The retrospective nature of our study is both a strength and a limitation. We were able to retrospectively analyze detailed hospital records pertaining to patient demographics and specific information such as stage of syphilis, gestational age of diagnosis, gestational age of treatment, response to treatment, and overall clinical course. This additional information provided a substantial amount of context to the raw data on which our findings are based. Moreover, the retrospective design allowed for a review of cases of a long period (2012–2018). This time frame helped ensure that the results and conclusions drawn from our study are consistent with the burden of syphilis in our province. However, this methodology was limited by the available documentation. Notably, one quarter of our cohort came from out of province and, as such, treating physicians were not able to easily call upon previous results through the provincial clinical database nor record it in the medical chart. This contributed significantly to the degree of missing data within this dataset, most notably for the stage of syphilis.
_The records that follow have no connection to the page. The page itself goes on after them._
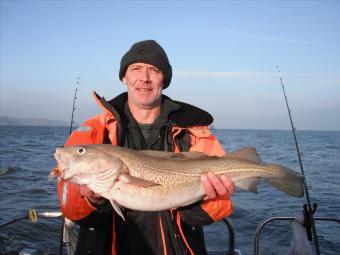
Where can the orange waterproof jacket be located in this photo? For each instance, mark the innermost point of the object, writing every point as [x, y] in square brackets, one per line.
[96, 129]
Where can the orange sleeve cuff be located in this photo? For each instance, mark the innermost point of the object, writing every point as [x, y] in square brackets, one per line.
[72, 204]
[217, 208]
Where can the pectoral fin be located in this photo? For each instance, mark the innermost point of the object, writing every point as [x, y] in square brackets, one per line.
[248, 153]
[249, 184]
[117, 208]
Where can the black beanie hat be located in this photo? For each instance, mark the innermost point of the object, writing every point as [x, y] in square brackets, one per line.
[149, 52]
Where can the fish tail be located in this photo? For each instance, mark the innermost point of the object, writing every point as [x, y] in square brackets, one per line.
[288, 181]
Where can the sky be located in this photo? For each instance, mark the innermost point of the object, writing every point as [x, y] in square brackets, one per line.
[224, 56]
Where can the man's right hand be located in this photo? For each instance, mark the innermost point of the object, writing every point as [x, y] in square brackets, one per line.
[90, 195]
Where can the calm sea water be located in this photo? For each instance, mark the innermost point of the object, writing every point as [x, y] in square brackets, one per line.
[26, 158]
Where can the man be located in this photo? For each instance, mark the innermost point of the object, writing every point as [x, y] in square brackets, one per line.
[142, 119]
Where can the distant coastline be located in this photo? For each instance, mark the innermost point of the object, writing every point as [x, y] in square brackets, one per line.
[10, 121]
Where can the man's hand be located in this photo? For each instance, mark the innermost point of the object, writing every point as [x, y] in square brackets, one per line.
[90, 195]
[215, 185]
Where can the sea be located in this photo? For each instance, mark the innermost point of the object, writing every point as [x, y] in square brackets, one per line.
[26, 158]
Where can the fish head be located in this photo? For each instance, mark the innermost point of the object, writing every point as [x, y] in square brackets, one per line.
[86, 164]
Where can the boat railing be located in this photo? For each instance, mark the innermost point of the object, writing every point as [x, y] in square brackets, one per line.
[281, 218]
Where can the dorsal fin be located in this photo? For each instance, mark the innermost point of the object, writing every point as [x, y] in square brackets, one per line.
[176, 156]
[248, 153]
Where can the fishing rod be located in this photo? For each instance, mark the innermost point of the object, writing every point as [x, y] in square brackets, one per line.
[74, 103]
[31, 215]
[308, 210]
[61, 240]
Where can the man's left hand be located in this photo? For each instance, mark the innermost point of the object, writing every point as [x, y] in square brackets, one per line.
[215, 185]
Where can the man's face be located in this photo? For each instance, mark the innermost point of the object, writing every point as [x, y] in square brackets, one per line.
[145, 84]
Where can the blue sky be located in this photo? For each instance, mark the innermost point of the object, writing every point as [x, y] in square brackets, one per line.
[223, 53]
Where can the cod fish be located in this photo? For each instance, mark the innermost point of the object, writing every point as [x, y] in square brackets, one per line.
[157, 180]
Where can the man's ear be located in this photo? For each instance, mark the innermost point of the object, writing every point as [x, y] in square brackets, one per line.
[124, 80]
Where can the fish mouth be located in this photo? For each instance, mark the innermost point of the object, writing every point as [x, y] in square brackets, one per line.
[58, 172]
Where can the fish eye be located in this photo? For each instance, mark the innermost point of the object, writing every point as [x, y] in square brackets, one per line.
[81, 151]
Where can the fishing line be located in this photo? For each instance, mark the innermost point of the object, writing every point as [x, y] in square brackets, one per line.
[61, 241]
[308, 210]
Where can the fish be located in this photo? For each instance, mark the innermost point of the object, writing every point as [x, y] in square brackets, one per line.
[158, 180]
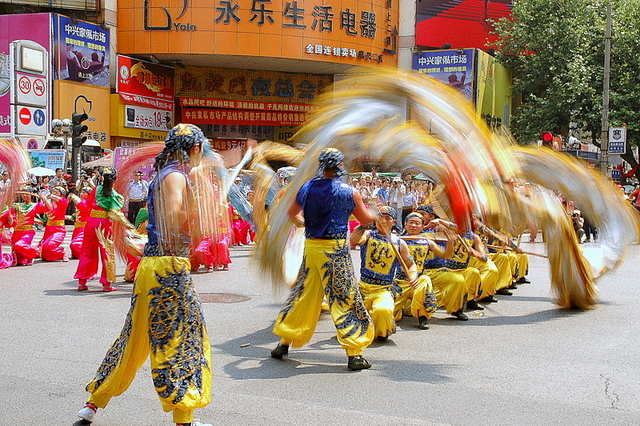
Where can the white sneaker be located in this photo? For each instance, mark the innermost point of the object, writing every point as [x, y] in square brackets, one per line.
[87, 412]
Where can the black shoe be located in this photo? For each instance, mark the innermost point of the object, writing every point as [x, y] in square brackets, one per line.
[280, 351]
[357, 363]
[460, 315]
[474, 305]
[423, 322]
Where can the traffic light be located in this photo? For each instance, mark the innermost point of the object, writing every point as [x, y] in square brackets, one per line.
[77, 129]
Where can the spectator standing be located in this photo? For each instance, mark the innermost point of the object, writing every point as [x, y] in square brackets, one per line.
[137, 191]
[58, 180]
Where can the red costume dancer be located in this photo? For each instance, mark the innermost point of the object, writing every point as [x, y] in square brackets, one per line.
[6, 259]
[204, 254]
[55, 231]
[241, 228]
[102, 200]
[22, 216]
[83, 211]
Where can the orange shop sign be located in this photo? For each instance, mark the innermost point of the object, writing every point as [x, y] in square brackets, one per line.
[250, 85]
[230, 116]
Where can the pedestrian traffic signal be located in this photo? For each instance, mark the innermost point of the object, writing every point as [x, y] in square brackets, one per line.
[77, 129]
[547, 139]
Given that many patients were seen at the hospital only for treatment of their syphilis infection and went on to deliver in other obstetrical sites, pregnancy outcome data were also missing for a large portion of the dataset.
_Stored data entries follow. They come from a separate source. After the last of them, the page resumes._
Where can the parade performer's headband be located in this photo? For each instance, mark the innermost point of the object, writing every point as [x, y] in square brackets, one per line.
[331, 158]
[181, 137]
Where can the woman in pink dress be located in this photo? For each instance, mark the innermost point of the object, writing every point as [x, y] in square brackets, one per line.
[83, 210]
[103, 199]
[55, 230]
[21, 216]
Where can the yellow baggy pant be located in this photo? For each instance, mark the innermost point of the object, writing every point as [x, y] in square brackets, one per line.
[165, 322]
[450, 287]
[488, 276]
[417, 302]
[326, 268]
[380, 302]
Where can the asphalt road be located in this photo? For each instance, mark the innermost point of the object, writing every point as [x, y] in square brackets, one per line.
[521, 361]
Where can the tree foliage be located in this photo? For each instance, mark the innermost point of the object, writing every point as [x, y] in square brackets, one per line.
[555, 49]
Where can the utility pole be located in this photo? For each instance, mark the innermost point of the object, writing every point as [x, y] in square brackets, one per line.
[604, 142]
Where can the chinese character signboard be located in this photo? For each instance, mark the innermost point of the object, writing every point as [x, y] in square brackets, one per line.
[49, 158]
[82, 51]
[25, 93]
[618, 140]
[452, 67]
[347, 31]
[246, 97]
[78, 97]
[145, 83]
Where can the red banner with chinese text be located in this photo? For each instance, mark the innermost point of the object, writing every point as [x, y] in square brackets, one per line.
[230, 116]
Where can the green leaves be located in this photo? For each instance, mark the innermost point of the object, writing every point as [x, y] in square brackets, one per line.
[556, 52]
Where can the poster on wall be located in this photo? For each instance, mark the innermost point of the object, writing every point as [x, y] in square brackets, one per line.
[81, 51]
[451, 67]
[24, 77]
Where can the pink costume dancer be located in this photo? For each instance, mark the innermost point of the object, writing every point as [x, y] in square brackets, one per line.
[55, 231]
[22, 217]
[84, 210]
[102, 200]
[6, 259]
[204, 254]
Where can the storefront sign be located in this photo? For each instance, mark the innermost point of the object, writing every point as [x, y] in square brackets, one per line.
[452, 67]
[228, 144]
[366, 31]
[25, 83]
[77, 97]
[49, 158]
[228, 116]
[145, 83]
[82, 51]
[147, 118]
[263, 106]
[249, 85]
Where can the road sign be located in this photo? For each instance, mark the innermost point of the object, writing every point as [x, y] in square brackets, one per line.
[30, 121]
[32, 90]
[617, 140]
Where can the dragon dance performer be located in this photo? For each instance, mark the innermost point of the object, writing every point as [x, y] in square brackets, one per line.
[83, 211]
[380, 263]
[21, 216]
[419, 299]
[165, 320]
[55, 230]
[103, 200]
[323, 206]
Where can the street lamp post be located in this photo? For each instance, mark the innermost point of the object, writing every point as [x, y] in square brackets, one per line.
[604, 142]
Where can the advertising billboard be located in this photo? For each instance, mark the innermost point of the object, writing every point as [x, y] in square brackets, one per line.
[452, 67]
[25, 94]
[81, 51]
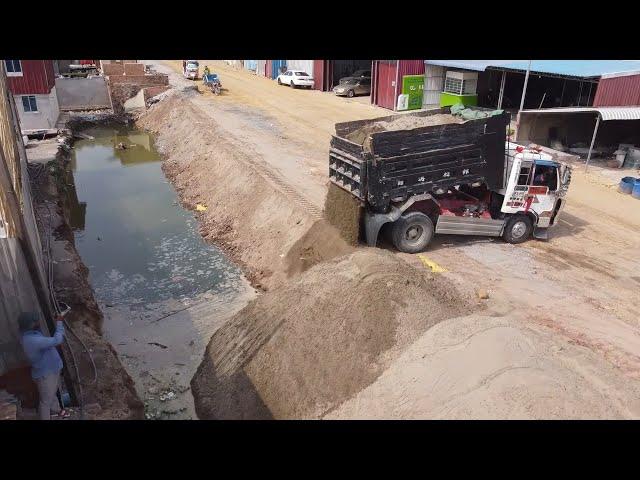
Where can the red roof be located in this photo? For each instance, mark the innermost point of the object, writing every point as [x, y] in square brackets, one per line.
[38, 78]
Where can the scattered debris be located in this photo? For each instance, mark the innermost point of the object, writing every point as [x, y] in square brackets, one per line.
[167, 396]
[482, 293]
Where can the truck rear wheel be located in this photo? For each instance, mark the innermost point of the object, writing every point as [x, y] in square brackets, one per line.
[412, 232]
[517, 229]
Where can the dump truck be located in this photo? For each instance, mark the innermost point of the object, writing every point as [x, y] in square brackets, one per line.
[462, 177]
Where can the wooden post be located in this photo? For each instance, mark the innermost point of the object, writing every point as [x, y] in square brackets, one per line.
[501, 95]
[593, 141]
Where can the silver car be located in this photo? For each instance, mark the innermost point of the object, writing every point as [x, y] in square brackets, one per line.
[352, 86]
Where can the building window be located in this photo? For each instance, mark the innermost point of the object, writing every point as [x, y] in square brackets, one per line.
[29, 103]
[13, 67]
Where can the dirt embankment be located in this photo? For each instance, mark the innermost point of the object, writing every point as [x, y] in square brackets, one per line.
[250, 212]
[302, 349]
[108, 392]
[333, 317]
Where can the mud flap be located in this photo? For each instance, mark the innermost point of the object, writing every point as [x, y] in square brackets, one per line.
[373, 223]
[541, 233]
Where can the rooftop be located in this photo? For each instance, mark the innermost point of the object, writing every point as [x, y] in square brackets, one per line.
[570, 68]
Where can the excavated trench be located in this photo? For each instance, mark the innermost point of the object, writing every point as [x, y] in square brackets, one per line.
[162, 290]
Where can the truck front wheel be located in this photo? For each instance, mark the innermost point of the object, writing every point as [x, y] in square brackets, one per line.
[517, 229]
[412, 232]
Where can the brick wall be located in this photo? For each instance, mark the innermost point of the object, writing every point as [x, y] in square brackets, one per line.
[134, 69]
[109, 69]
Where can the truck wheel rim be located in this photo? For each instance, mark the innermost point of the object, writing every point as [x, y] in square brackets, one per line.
[414, 233]
[518, 230]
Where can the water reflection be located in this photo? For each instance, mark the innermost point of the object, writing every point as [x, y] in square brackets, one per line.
[140, 246]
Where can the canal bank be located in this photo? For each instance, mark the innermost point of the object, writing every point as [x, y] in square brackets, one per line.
[155, 289]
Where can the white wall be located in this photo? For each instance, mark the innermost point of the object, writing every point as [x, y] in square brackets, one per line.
[433, 85]
[45, 117]
[306, 65]
[82, 93]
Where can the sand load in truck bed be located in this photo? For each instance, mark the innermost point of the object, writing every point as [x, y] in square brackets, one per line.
[362, 136]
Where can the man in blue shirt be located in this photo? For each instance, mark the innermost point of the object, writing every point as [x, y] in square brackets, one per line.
[45, 360]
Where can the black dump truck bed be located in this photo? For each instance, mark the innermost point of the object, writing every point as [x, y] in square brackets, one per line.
[394, 165]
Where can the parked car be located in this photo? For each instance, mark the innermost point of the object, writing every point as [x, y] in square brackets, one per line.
[357, 74]
[353, 86]
[295, 78]
[191, 69]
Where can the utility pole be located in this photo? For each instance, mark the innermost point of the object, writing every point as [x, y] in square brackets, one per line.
[524, 93]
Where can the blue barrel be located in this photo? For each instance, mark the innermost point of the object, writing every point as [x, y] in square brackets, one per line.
[635, 193]
[626, 185]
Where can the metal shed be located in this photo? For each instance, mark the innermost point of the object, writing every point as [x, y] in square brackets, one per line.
[601, 114]
[621, 89]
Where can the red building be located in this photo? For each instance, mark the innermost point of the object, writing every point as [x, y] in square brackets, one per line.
[618, 90]
[386, 80]
[33, 84]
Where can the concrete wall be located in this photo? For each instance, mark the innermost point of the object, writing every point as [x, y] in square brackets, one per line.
[82, 93]
[136, 102]
[153, 91]
[46, 116]
[17, 288]
[144, 80]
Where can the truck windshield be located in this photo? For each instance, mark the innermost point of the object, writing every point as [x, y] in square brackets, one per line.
[546, 176]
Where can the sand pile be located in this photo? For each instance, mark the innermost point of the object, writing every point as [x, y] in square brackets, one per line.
[301, 350]
[402, 122]
[480, 367]
[343, 211]
[321, 242]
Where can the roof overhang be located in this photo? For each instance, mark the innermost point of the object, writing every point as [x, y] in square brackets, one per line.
[606, 113]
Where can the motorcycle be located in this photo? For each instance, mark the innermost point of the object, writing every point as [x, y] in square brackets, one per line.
[212, 81]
Based on the high rates of J-H reaction reported in the literature, researchers have explored avenues for generating cost-saving guidelines. Rac et al recommend that all viable pregnancies receive their first dose of benzathine penicillin G in a labour and delivery department under continuous fetal monitoring for at least 24 hours and that the remaining doses can be administered in an outpatient setting (9). Limitations notwithstanding, the data that we contribute herein suggests a need to continue to study and characterize J-H reaction in pregnancy. While strict criteria are important, further research into the most clinically meaningful features of J-H reaction as well as risk factors for J-H reaction constitute important knowledge gaps. A better ability to predict both the occurrence and clinical impact of J-H reaction would assist in better resource allocation for treatment of syphilis during pregnancy.

Conclusions

Based on the information gathered in our study, the perceived incidence of J-H reaction may be lower than reported in the literature when patients are managed as outpatients following their treatment for syphilis during pregnancy. Further research is important to identify risk factors associated with J-H reaction as well as to qualify clinically significant features of J-H reaction to optimize resources allocation in the context of treatment of syphilis during pregnancy. Given the burden on disease in our province and the centralization of most high-risk obstetrical care, we consider our centre to be an opportune site to conduct further prospective research to better define the contemporary Canadian experience with syphilis during pregnancy.

Ethics Approval:

This study was approved by the University of Manitoba Research Ethics Board (H2018:039).

Informed Consent:

N/A

Registry and the Registration No. of the Study/Trial:

N/A

Funding:

No funding was received for this work.

Disclosures:

The authors have nothing to disclose.

Peer Review:

This article has been peer reviewed.